BuvinJ
BuvinJ

Reputation: 11048

How to pass a QMAKE variable from the command line?

I am to trying cross-compile pile Qt from a Linux terminal. When I run qmake it applies the mkspecs qmake.conf in my context in such manner that the CROSS_COMPILE variable must be defined. For example, there is a critical conf line that looks like this:

QMAKE_CXX               = $${CROSS_COMPILE}g++

Qmake returns an error though which clearly indicates $${CROSS_COMPILE} is not being resolved. It is simply using "g++" instead of the whole value which ought to be there.

I've tried to invoke qmake and define the variable from a bash script like this:

qmake qt.pro "CROSS_COMPILE=${CROSS_COMPILE}"

And like this :

qmake qt.pro -- "CROSS_COMPILE=${CROSS_COMPILE}"

And a few other such stabs at it. I've also tried hard coding the value in that command in case that had anything to do with it. I've tried defining this as an environmental variable too (just in case)...

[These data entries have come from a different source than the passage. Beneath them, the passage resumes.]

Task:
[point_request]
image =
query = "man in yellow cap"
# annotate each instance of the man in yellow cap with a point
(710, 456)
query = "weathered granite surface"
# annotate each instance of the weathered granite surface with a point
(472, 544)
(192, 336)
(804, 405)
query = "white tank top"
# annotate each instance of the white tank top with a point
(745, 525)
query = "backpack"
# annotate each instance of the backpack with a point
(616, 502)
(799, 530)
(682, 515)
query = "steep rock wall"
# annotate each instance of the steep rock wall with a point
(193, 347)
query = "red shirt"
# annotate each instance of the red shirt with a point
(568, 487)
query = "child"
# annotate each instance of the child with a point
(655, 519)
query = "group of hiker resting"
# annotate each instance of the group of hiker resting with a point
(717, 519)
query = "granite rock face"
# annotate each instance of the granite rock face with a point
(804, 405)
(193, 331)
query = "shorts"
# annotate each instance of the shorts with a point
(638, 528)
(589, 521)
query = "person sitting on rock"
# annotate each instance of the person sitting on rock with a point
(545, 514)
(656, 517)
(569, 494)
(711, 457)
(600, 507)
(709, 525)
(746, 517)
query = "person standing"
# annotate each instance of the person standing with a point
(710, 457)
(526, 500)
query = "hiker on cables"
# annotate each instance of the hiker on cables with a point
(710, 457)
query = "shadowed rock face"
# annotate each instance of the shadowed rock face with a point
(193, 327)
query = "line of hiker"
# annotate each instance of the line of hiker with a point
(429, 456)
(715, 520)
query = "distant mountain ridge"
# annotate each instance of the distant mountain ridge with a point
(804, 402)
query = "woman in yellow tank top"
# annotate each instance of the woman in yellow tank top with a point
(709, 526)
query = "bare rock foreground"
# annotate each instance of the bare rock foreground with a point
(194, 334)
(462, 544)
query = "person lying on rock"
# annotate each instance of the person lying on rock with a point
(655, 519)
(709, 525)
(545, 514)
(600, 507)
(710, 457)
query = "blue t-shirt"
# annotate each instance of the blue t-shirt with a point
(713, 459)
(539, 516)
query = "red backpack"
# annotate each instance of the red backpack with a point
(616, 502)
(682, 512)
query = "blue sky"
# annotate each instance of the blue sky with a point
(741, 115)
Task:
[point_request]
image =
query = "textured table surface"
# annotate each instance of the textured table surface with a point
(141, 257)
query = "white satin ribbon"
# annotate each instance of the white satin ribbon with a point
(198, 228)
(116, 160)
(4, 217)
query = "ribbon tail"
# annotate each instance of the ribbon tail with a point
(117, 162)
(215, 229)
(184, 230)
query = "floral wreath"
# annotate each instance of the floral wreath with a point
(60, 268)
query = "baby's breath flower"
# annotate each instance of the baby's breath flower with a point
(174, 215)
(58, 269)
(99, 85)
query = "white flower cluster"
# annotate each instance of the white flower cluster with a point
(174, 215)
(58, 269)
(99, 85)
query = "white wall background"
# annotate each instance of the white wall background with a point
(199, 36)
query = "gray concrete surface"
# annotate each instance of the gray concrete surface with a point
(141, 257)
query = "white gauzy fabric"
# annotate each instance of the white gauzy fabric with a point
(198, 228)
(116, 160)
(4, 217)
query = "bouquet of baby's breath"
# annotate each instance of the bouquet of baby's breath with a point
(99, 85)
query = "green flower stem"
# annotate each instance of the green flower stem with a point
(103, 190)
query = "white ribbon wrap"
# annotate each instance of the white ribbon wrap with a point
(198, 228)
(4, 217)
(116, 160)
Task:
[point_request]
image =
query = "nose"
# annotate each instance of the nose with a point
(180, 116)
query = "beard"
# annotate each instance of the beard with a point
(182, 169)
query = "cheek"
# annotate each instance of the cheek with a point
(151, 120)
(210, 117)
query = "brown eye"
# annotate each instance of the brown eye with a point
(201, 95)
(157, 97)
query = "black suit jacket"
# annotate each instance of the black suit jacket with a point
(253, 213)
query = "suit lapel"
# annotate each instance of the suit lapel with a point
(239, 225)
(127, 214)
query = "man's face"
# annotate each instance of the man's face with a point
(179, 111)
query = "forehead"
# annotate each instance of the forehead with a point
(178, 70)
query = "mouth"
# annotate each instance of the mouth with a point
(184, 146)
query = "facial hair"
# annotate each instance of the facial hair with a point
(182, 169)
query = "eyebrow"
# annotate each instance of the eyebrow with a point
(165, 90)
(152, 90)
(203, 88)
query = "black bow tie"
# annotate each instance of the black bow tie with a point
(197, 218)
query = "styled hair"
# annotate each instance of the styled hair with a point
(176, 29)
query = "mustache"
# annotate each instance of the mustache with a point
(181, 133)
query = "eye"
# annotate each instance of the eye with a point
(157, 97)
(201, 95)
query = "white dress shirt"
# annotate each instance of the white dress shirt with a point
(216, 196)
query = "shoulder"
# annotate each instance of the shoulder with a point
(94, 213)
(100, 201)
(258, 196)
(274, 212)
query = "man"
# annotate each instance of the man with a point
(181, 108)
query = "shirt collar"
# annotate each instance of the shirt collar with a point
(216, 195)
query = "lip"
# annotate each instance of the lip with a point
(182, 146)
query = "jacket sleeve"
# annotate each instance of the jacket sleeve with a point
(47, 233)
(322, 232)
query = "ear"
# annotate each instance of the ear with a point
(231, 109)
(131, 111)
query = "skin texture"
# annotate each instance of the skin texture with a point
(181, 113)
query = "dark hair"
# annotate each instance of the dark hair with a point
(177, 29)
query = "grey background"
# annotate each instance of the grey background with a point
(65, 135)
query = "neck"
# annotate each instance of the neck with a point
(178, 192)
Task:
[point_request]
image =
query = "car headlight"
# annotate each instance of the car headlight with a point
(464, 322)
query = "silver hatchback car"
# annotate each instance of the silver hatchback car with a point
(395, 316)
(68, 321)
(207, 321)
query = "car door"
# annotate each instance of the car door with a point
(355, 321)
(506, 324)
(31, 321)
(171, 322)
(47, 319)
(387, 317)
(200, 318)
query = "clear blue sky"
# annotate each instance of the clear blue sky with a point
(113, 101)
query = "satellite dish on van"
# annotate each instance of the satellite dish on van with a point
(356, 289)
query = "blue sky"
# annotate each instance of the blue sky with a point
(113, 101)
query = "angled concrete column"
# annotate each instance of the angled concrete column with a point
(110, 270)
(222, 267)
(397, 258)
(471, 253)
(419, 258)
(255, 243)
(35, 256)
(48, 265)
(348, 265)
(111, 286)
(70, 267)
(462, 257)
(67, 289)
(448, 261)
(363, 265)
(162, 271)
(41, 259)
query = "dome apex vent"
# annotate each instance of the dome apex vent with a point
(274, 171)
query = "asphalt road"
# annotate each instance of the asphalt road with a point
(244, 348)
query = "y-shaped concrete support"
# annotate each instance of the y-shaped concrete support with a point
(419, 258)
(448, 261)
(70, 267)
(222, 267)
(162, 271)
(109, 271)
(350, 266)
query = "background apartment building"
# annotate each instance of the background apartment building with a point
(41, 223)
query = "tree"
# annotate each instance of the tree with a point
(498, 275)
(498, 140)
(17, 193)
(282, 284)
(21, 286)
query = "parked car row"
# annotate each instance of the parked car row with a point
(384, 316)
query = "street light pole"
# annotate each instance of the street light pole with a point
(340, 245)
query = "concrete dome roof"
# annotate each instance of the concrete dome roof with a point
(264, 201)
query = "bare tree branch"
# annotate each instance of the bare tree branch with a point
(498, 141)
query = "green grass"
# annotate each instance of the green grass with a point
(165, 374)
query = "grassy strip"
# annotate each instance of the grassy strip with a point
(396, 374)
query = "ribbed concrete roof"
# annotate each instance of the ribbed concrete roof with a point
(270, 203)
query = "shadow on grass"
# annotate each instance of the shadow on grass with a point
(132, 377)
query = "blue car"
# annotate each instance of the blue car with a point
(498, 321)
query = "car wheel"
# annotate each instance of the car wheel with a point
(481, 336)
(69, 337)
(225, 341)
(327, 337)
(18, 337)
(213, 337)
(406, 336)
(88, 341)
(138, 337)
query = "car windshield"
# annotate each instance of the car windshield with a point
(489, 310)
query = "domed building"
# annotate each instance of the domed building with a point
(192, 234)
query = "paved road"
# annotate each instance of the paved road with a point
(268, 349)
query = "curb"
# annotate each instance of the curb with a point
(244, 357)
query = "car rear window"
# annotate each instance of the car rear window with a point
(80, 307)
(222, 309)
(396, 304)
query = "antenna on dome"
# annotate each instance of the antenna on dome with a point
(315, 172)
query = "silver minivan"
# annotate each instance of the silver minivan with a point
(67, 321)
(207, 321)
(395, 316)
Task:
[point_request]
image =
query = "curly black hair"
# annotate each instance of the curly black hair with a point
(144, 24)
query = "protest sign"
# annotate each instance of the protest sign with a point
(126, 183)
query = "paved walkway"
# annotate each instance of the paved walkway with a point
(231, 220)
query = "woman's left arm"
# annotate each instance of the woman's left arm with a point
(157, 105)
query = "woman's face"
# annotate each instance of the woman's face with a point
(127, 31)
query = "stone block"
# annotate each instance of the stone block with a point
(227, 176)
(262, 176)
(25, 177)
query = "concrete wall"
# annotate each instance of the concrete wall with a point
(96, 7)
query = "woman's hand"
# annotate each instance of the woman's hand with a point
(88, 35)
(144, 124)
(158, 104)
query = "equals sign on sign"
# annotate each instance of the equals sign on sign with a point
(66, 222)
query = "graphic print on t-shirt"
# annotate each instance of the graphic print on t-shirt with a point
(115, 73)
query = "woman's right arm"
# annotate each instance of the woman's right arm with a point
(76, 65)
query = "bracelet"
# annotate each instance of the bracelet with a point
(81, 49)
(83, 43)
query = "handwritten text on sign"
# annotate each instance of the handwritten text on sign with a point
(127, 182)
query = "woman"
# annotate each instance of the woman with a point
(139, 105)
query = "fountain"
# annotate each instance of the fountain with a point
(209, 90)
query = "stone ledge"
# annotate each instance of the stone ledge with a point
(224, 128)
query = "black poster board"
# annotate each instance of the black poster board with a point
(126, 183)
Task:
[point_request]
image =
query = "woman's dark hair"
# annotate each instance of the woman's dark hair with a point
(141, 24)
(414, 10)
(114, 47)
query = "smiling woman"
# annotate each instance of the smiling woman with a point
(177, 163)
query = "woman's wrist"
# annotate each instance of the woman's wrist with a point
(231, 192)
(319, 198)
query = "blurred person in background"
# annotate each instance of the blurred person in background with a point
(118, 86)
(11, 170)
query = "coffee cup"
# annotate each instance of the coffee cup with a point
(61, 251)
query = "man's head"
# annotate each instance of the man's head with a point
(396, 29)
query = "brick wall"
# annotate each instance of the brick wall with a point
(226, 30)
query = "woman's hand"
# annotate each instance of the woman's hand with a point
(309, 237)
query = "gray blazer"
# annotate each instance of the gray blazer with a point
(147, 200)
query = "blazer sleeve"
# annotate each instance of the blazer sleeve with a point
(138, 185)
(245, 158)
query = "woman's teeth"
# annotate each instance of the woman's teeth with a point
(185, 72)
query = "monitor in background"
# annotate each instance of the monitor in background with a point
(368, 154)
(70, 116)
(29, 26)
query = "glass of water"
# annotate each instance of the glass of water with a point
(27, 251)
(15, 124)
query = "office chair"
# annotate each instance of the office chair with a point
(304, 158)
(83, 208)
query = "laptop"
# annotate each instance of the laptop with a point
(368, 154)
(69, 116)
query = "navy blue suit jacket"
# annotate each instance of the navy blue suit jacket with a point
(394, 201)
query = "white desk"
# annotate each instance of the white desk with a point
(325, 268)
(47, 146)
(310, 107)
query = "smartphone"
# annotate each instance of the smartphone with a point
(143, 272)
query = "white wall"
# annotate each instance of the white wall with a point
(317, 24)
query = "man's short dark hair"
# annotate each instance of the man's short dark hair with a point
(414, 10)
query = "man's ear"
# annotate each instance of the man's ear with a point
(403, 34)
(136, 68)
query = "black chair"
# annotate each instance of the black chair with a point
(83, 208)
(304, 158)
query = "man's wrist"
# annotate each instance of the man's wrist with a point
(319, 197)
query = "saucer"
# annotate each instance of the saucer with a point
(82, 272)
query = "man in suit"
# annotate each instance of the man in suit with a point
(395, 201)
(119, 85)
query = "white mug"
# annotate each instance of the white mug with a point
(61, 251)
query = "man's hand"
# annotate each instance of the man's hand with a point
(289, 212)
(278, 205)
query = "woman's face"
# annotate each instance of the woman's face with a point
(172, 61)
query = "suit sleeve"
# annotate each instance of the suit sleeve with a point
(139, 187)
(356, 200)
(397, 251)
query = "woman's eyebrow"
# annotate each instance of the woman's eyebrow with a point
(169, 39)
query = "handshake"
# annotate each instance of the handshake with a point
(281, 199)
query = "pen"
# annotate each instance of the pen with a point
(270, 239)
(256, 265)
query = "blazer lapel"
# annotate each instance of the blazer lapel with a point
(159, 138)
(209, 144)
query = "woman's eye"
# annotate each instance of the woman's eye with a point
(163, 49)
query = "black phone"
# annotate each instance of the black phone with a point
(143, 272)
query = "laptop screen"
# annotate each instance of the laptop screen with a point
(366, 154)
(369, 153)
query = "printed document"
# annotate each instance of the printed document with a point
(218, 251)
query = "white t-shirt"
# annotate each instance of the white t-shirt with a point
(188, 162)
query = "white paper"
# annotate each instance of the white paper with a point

Nothing works. Yet, I've seen piles of examples where this syntax seems to be valid. What am doing wrong? Could there be a character escape complication?

Upvotes: 1

Views: 3033

Answers (2)

Larry
Larry

Reputation: 462

Your problem is that the shell already interpreted the ${} inside your string as a form of variable substitution. Since you did not define the variable CROSS_COMPILE in the shell, it had no value and what qmake got were actually the 2 arguments between quotes "qt.pro" and "CROSS_COMPILE=", meaning that you have actually made qmake set CROSS_COMPILE to an empty value. What you should try is:

qmake qt.pro "CROSS_COMPILE=\${CROSS_COMPILE}"

Note the backslash before the dollar sign, which escapes it to prevent it from having a special meaning to the shell and enables it to get passed on literally to qmake.

This question has also been already asked on Stackoverflow:

Define a string in qmake command line

More on the variable substitution of Bash:

https://www.gnu.org/software/bash/manual/html_node/Shell-Parameter-Expansion.html

EDIT:

Example: I just tried myself with a fresh project file with the following contents:

SOME_OTHER_VAR=$${SOME_VAR}_something
message($${SOME_OTHER_VAR})

and doing

SOME_VAR=value
qmake qmake_variables.pro "SOME_VAR=${SOME_VAR}"

does work for me, printing:

Project MESSAGE: value_something

Upvotes: 1

BuvinJ
BuvinJ

Reputation: 11048

This is not the best answer, but I "solved" the problem by adding this to my qmake.conf:

CROSS_COMPILE=$$(CROSS_COMPILE)

That defined the variable in qmake by getting it from an environmental variable I set in my calling bash script.